Un autre problème découle de l’obligation de fournir des déclarations d’information sur le détachement de travailleurs. Certains pays exigent la réception de cette information plusieurs mois avant le début de la période de détachement, et il arrive souvent que ces déclarations soient considérées comme des autorisations. De telles pratiques sont très pesantes pour les prestataires de services.
Le dernier point important sur lequel je souhaite attirer votre attention, et qui est souvent mis en évidence par les chefs d’entreprise, est le contrôle très rigoureux des entreprises polonaises…
(Le Président retire la parole à l’orateur)
Raymond Langendries, au nom du groupe PPE-DE. - Monsieur le Président, permettez-moi d’abord de remercier Mme Schroedter pour le travail long et excellent fourni dans le cadre de ce rapport, et notamment pour sa recherche du plus large consensus possible sur un texte important à plus d’un titre.
Elle a également rappelé l’œuvre utile qui a été menée par une grande majorité de membres de ce Parlement lors de la discussion et du vote sur le projet de directive relatives aux services. Œuvre utile parce qu’en votant en faveur d’amendements fondamentaux qui assurent un respect absolu des compétences et des matières couvertes par la directive sur le détachement, le Parlement garantissait le rôle essentiel que doit jouer ladite directive à l’heure où nous connaissons et allons connaître dans l’Union des vingt-cinq une forte augmentation des prestations de services, ainsi qu’un accroissement de la mobilité des travailleurs. Le texte garantissait en outre - et je crois que c’était l’avis unanime des membres de la commission de l’emploi et des affaires sociales - notre compétence pour les matières qui nous reviennent de droit.
Une directive bien comprise, bien appliquée et dont les effets sont bien contrôlés doit assurer le juste équilibre entre une concurrence loyale et les garanties du respect du droit des travailleurs.
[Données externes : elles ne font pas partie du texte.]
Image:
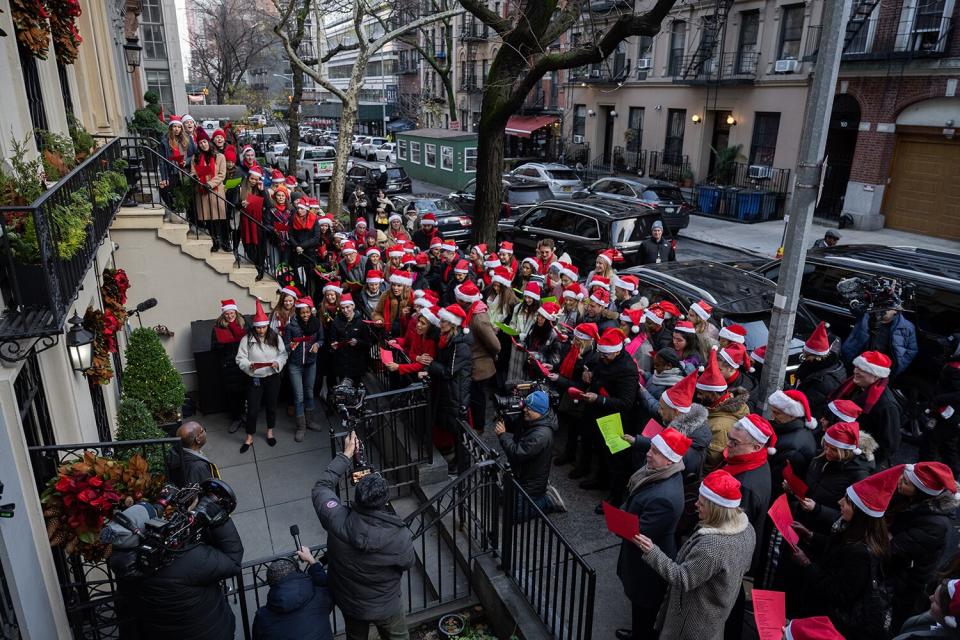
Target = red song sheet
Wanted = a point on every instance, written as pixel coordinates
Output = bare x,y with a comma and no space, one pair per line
626,525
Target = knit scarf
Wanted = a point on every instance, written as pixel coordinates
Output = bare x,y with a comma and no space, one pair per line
645,475
848,389
735,465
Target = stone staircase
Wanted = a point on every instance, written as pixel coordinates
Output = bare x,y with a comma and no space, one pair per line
178,234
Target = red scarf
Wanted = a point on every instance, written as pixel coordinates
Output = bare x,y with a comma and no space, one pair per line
736,465
847,390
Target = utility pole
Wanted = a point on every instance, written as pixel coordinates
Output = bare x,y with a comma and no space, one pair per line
806,188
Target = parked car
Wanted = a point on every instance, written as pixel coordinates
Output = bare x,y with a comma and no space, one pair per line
518,196
561,179
663,196
582,228
377,175
452,222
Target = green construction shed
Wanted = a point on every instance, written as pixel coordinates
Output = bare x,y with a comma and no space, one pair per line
443,157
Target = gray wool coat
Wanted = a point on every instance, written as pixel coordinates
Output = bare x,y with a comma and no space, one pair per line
703,582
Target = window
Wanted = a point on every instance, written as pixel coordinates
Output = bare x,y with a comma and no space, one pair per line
749,37
678,43
763,147
635,124
791,31
673,145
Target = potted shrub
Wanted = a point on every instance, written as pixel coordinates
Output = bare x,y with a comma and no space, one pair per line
151,378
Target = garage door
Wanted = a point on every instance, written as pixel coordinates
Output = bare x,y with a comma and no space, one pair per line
924,191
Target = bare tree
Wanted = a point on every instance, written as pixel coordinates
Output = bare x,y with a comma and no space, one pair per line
364,45
230,39
530,34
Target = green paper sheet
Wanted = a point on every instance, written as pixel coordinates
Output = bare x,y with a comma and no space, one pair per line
611,427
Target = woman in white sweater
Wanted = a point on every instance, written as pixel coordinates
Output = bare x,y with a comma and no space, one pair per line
261,357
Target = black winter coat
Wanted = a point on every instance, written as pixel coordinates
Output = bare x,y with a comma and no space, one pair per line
530,452
659,506
184,599
451,371
298,608
369,550
795,444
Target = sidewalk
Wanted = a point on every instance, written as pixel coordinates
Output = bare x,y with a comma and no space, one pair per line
763,238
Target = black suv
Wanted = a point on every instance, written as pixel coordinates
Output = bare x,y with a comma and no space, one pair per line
582,228
377,175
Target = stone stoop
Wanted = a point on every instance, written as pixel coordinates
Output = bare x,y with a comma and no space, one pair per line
177,233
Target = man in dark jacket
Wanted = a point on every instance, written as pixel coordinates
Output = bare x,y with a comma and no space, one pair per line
298,604
186,463
368,549
529,452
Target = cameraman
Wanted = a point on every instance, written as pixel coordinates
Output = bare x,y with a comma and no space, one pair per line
368,550
184,599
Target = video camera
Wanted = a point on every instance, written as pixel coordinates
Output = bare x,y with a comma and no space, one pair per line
178,522
874,294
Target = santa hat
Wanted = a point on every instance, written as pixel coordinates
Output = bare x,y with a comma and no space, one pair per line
793,403
872,494
721,488
260,319
671,443
818,343
734,333
586,331
401,278
816,628
933,478
712,379
844,435
467,292
611,341
874,363
453,314
702,308
846,410
760,430
680,395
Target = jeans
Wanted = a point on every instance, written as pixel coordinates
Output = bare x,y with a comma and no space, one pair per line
302,379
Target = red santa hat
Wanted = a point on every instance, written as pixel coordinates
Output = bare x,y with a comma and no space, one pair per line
721,488
680,395
846,410
734,333
844,435
611,341
872,495
260,319
818,343
453,314
760,430
874,363
671,443
702,308
932,478
712,379
793,403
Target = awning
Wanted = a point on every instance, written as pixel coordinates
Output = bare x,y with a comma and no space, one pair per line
524,126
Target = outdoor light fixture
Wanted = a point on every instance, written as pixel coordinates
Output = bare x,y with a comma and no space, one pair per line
79,344
131,53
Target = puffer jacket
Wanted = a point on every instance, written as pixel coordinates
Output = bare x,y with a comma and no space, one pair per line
721,419
369,550
530,451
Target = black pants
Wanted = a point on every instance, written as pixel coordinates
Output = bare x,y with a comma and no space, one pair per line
262,391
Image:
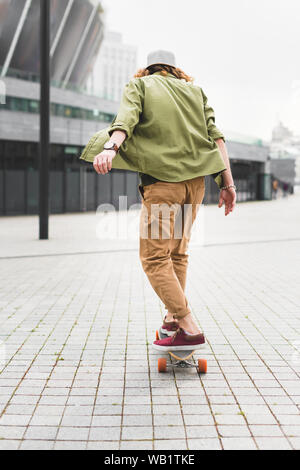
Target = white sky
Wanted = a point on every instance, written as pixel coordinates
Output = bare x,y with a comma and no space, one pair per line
243,53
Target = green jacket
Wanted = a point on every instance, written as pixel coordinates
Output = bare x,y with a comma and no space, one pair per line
170,131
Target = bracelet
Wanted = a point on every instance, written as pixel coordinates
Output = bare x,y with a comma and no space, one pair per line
229,186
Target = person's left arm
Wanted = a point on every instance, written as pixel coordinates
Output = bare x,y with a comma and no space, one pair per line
127,118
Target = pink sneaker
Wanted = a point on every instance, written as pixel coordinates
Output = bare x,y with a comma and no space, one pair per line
169,327
180,341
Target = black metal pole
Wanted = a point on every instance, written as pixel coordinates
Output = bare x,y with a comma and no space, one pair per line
44,118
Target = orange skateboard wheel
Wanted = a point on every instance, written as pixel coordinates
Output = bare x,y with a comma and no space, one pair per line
202,366
162,364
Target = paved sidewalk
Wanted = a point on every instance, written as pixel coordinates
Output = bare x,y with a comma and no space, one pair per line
78,370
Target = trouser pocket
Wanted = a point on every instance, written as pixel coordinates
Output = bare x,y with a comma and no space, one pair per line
141,190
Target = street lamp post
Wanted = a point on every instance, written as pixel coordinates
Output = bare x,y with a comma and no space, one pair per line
44,119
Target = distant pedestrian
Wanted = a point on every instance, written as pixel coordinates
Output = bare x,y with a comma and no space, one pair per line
172,141
275,188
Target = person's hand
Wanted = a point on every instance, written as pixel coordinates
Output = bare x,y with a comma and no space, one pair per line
103,161
227,197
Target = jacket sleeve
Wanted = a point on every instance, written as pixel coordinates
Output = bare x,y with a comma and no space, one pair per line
130,108
212,129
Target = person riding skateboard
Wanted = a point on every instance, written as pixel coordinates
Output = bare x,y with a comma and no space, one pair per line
175,143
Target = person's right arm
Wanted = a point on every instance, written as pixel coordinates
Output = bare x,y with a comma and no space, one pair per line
227,196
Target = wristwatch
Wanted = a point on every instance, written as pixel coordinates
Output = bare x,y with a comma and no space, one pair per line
111,146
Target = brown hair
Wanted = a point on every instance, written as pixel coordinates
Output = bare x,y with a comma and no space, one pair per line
164,70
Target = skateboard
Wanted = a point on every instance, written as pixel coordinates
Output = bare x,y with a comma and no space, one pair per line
181,358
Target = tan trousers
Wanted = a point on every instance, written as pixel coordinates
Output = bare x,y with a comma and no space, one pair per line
168,212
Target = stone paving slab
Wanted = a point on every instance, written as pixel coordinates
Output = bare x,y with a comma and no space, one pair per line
78,370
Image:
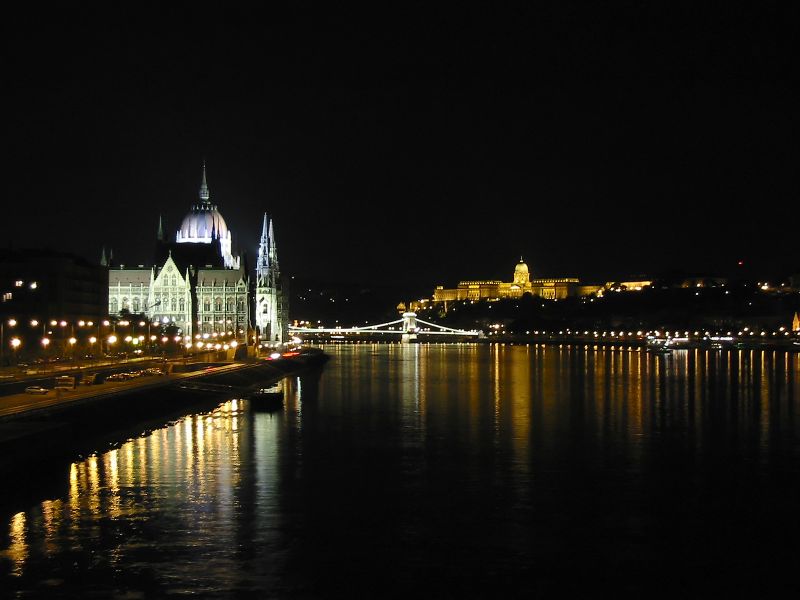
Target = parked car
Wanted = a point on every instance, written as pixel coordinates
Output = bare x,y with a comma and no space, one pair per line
36,389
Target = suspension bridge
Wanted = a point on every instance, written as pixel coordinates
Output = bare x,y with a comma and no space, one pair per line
408,327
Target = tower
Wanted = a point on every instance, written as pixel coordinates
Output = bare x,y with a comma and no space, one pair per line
270,306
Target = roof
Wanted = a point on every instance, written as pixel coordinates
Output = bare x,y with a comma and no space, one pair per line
190,255
129,276
212,277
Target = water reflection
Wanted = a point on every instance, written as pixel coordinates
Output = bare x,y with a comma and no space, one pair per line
483,461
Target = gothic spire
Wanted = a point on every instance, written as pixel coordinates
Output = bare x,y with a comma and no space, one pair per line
264,228
204,193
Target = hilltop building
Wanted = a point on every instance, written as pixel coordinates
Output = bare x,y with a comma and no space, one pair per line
198,284
521,283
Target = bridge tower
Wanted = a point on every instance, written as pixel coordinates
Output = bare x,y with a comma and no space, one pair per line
410,328
271,309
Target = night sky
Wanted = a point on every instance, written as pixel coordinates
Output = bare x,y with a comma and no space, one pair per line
410,144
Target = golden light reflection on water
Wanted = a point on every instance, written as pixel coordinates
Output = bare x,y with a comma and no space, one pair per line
182,469
524,403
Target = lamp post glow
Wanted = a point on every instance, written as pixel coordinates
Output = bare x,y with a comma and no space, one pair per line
15,343
11,323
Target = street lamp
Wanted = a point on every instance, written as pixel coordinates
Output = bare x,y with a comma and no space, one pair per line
11,323
15,344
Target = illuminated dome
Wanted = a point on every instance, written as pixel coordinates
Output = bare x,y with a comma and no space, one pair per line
203,224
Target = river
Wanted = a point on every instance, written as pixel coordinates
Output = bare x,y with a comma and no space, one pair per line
440,471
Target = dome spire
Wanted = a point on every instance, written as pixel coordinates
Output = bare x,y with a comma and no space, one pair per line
204,193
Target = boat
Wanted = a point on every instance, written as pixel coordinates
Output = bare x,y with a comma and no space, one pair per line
268,398
659,349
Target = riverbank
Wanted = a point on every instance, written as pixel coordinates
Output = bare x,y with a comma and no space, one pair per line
34,428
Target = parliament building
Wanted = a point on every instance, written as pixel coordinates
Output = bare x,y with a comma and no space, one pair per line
198,284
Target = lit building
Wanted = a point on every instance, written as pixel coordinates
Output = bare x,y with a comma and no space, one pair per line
552,289
199,285
47,284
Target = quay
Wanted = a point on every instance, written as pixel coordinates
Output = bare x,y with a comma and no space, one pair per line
34,427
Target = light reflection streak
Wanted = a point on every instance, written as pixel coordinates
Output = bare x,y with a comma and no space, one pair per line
17,551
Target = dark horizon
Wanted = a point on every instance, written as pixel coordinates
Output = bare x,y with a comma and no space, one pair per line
418,147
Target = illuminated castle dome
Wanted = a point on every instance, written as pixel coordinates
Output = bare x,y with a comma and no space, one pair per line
205,225
521,273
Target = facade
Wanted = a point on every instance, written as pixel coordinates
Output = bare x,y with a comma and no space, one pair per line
199,285
521,283
45,285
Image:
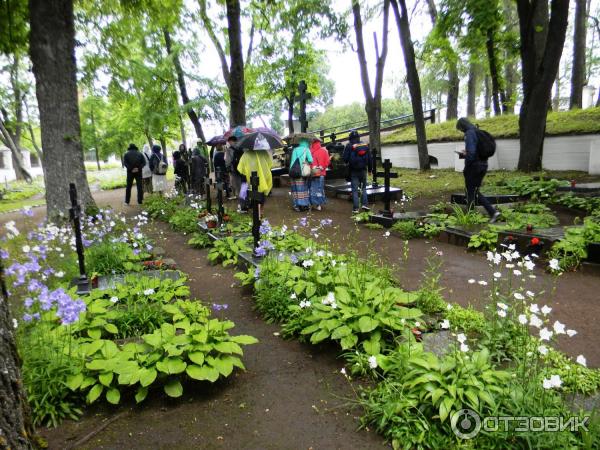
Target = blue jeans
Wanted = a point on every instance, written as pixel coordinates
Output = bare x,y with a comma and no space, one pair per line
358,180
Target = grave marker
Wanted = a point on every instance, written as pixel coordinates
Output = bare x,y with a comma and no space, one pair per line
255,217
386,174
82,283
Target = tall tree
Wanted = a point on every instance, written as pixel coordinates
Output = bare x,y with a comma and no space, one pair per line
412,78
579,49
451,60
372,98
185,98
52,49
15,420
542,41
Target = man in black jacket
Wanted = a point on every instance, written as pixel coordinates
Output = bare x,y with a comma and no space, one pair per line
134,161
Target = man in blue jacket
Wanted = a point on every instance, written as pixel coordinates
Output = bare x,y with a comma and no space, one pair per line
475,169
358,157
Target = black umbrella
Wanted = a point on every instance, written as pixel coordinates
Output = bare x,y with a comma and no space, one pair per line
260,140
216,140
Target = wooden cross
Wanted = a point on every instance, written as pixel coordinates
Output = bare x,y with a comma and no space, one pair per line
303,96
386,174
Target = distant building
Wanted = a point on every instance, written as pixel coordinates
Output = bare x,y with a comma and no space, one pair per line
30,160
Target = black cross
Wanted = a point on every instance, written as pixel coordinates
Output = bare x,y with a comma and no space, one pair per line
387,165
254,194
219,182
207,185
83,286
303,96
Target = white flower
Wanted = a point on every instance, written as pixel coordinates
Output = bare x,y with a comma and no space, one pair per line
555,380
535,321
559,328
545,334
372,362
522,319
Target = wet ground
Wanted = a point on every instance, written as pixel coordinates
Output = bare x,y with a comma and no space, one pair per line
292,396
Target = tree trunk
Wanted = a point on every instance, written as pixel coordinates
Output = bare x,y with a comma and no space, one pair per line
453,90
556,99
16,431
290,101
52,48
372,100
237,96
487,96
185,99
494,75
540,57
412,78
579,48
472,90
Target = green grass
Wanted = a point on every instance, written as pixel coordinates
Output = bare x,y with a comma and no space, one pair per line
434,183
586,121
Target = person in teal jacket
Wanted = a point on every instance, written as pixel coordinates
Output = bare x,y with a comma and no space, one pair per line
299,186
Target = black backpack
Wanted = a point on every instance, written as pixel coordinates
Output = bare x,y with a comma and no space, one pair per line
486,144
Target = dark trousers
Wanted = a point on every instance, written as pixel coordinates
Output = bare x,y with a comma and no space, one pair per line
474,174
138,183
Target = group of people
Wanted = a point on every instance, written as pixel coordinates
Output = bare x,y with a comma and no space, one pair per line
309,161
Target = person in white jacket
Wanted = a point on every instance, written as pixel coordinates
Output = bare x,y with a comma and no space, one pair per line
146,171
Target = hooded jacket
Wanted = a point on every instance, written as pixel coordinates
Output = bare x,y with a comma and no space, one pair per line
320,158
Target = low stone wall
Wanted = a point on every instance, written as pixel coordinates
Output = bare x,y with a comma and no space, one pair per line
560,153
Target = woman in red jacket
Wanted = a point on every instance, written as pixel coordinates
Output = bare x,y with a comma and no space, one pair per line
319,166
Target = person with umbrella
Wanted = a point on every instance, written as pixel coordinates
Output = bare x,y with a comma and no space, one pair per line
256,158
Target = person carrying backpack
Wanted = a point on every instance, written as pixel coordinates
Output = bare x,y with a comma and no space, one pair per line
358,157
299,172
134,162
159,166
479,146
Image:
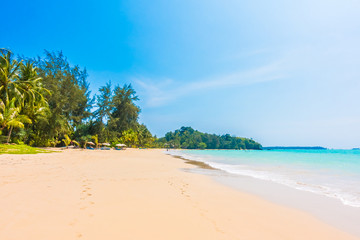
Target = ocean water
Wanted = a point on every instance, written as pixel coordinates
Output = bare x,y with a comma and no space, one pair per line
333,173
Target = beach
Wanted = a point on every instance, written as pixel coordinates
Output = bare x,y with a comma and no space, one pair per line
136,194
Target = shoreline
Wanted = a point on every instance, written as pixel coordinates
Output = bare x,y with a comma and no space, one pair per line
136,194
329,210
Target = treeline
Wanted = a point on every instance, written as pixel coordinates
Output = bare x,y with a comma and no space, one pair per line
188,138
46,102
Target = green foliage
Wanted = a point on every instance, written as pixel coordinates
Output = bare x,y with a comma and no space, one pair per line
20,149
188,138
66,140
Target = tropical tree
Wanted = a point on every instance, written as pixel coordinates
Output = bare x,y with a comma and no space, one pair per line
10,117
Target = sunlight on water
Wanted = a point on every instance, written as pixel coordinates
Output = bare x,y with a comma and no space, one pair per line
333,173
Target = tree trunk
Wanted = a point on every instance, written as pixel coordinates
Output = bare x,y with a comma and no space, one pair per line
9,134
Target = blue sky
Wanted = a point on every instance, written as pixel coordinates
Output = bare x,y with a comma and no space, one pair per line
281,72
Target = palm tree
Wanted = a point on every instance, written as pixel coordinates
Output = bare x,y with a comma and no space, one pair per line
10,117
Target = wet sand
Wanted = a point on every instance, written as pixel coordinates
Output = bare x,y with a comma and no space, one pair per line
136,194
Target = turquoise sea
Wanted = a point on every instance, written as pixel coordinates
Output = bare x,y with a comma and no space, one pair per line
333,173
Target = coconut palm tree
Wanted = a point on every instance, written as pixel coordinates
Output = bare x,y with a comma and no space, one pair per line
10,117
9,73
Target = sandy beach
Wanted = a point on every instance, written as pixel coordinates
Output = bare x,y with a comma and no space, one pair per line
136,194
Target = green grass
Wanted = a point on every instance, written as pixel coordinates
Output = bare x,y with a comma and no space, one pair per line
20,149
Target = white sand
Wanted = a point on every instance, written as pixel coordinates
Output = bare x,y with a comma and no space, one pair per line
135,194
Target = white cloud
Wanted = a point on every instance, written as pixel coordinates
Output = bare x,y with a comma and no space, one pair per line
163,92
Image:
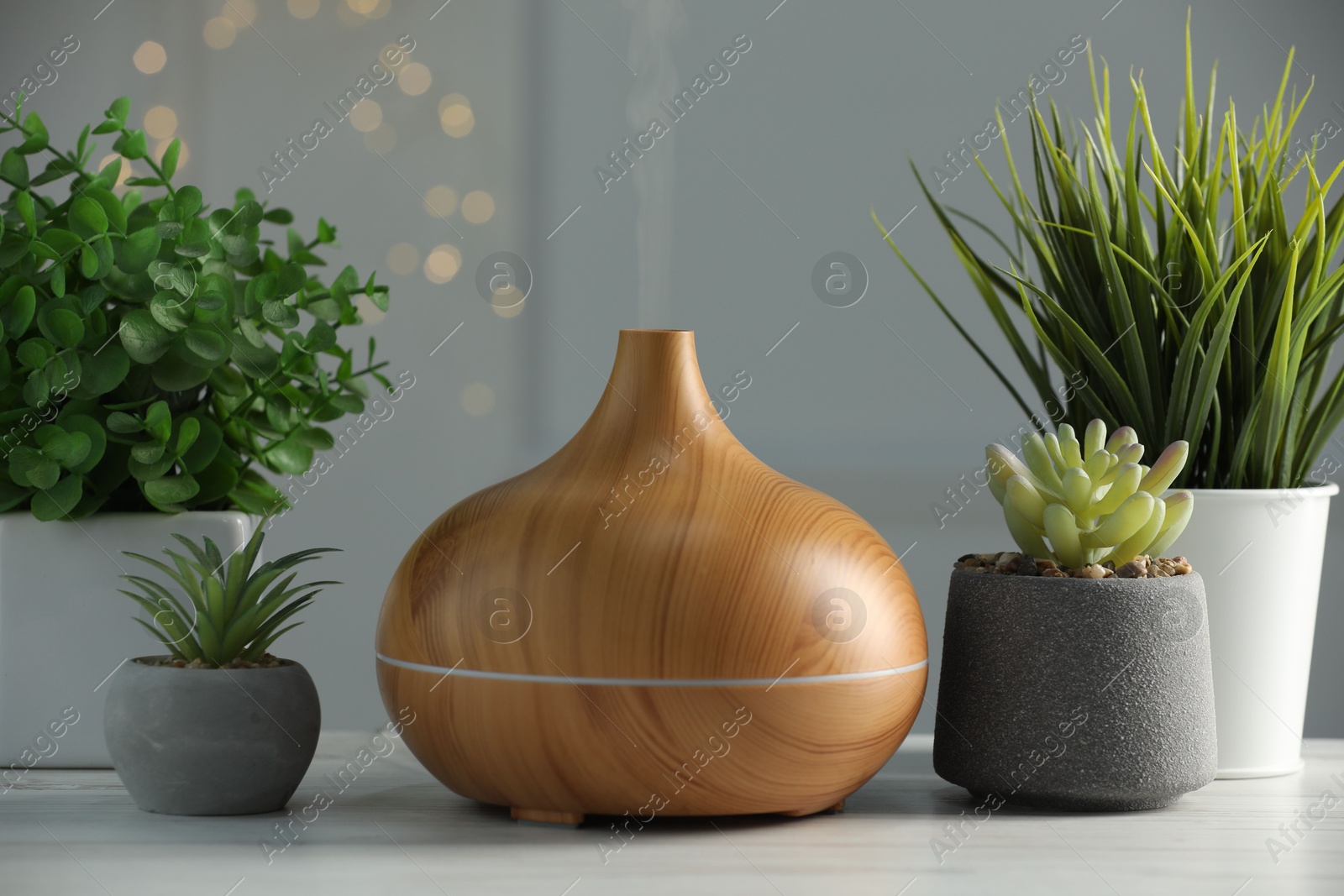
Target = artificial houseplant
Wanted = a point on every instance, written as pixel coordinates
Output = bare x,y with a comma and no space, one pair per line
1077,672
1173,281
158,354
185,728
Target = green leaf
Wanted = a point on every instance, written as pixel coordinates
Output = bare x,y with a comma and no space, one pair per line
147,452
175,374
143,338
170,311
34,352
66,449
250,214
123,422
85,425
118,110
87,217
62,327
89,262
134,253
207,345
132,145
159,421
18,313
320,338
170,159
252,360
188,430
27,466
289,456
13,168
171,490
24,204
38,136
102,371
60,499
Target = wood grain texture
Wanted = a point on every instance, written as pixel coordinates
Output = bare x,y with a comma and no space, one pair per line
652,546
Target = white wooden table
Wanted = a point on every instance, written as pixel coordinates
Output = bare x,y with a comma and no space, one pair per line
396,831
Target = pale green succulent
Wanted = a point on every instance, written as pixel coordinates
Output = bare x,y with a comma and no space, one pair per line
1093,501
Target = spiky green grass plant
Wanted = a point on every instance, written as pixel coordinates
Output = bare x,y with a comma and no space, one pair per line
1093,500
237,611
1173,278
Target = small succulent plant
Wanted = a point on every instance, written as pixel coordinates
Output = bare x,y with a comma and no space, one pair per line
235,617
1092,500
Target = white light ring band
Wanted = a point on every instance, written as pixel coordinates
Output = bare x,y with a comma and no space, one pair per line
652,683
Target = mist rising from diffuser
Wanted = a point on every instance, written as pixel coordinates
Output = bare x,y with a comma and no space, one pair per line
655,26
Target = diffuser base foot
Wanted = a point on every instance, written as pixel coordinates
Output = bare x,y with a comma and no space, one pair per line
548,815
827,810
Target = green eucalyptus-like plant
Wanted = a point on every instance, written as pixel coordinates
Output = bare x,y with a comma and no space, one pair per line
237,611
159,354
1095,501
1173,278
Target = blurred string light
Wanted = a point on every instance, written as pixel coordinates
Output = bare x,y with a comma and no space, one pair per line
477,206
150,56
443,264
402,258
239,13
508,301
414,78
302,8
440,201
160,121
366,116
477,399
454,114
356,13
219,33
125,168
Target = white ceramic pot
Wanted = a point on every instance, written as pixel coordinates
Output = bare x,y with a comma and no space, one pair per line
1260,553
65,629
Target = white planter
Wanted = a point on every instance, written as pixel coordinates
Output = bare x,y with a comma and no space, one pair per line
65,629
1260,553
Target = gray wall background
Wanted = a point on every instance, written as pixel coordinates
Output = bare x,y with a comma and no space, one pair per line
716,230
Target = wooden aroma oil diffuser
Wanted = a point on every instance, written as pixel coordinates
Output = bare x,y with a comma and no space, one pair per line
652,622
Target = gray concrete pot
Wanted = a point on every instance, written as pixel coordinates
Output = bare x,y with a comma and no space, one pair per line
212,741
1075,694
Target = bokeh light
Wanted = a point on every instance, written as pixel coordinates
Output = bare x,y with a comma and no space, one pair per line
160,121
440,201
150,56
414,78
239,13
366,116
443,264
477,206
457,120
477,399
302,8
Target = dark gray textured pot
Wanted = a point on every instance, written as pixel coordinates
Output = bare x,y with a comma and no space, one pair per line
212,741
1075,694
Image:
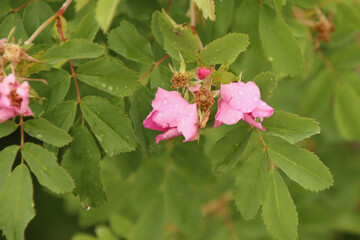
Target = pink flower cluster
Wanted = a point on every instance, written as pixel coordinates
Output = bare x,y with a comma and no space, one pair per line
14,98
174,116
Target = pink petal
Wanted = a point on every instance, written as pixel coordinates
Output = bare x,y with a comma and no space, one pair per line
195,88
250,120
6,113
262,110
202,73
188,123
150,124
171,133
241,96
226,114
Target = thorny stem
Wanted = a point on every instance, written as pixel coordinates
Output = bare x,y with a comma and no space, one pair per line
154,66
193,23
60,12
73,73
21,7
220,205
22,137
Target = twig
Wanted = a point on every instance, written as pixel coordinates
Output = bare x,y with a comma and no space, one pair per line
60,12
21,7
154,66
193,23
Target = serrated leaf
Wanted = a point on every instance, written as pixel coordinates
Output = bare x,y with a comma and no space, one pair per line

Les règles du jeu doivent en être strictes et justes. Elles doivent aussi assurer la transparence et la sécurité pour les travailleurs, tant dans le cadre de la prestation de services que dans celui de la liberté de mouvement.
Une directive bien comprise requiert un effort majeur d’explication, de simplification administrative et d’information. Une directive bien appliquée doit clairement faire respecter le droit à la libre circulation et les principes d’égalité de traitement et poursuivre des objectifs d’harmonisation des conditions de travail et des systèmes sociaux. Une directive dont les effets sont bien contrôlés est un outil majeur dans la lutte contre les sentiments antieuropéens que peut engendrer dans la population la présence de travailleurs traités comme de simples marchandises déplacées à loisir et exploitées aux conditions les plus basses.
Anne Van Lancker, au nom du groupe PSE. - (NL) Monsieur le Président, Monsieur le Commissaire, Mesdames et Messieurs, je voudrais tout d’abord remercier notre rapporteur pour son travail et pour sa capacité d’écoute. Je peux vous dire à ce stade que mon groupe considère qu’il s’agit d’un rapport équilibré. Monsieur le Commissaire, par le biais de ce rapport, mon groupe souhaite avant tout vous encourager à prendre des mesures visant à faire respecter sur le terrain la directive concernant le détachement de travailleurs. Nous ne vous demandons pas de réexaminer la directive, car la législation proprement dite est plutôt satisfaisante, mais nous savons tous que, dans la pratique, les travailleurs détachés temporairement dans d’autres pays sont souvent exploités dans des conditions très pénibles. Cette exploitation doit cesser.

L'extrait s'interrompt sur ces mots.